I totally love this recipe. You will find it shows up a LOT in a lot of my projects. They are so easy to make and as much as you may question the value of duck fat, you will find it creates an elasticity to the dough, that is just amazing to work with, it makes them easy to cook, and completely delicious. Who knew that something so simple could make such a difference?
I don’t think you could make these gluten free, just before you ask me that question. There are plenty of gluten free tortilla options out there, and I have one in The Convenient Vegetarian,in case you are wondering that as well. (So go get it if you are lacking that book in your library!!)
Anyhoo, back to the tortillas, when refried in hot oil and topped with meat, salad etc, they become tostadas, cut into wedges and baked they become tortilla chips, think parmesan, onion, paprika all added prior to baking!

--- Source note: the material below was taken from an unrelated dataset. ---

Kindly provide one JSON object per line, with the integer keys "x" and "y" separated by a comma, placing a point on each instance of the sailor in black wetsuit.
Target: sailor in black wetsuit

When the wrap a cheesey filling then are cooked again, you have quesadillas, so all in all, not just tasty, versatile. (Yes, I know...I’m good like that!)
- 350 g bakers flour
- 60 g duck fat
- 1 tsp pink salt flakes
- 150 g hot tap water (not boiling)p
Place flour, fat and salt into TM bowl and blend 6 sec/speed 6.

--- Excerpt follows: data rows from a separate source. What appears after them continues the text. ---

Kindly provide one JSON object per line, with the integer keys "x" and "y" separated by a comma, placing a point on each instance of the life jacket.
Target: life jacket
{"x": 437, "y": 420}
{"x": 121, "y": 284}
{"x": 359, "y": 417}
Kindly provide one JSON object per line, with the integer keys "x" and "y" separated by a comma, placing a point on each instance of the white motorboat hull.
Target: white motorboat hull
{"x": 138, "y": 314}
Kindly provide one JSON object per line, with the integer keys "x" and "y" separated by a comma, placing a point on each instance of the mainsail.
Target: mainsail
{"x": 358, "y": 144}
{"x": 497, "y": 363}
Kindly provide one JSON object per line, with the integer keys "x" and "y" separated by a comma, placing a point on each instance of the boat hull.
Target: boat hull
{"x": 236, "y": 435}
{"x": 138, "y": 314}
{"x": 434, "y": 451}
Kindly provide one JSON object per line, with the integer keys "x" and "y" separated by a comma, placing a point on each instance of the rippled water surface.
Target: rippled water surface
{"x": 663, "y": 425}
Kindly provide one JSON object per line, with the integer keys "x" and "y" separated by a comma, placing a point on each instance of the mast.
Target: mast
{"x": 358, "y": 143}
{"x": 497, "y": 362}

Add hot water and knead 1 min/Interval.
Push together into one piece of dough, hand kneading as necessary until smooth.
Wrap in cloth or Silpat mat and allow to rest 30 minutes at room temperature.
Heat a flat frypan, without any oil, to a medium heat.
Divide dough into 12 pieces and roll each into a ball.
Roll each one into a large flat round and dry fry on both sides until puffy and golden.
Keep wrapped in a tea towel until ready to use, or freeze wrapped in foil and reheat in oven or on cook top before use.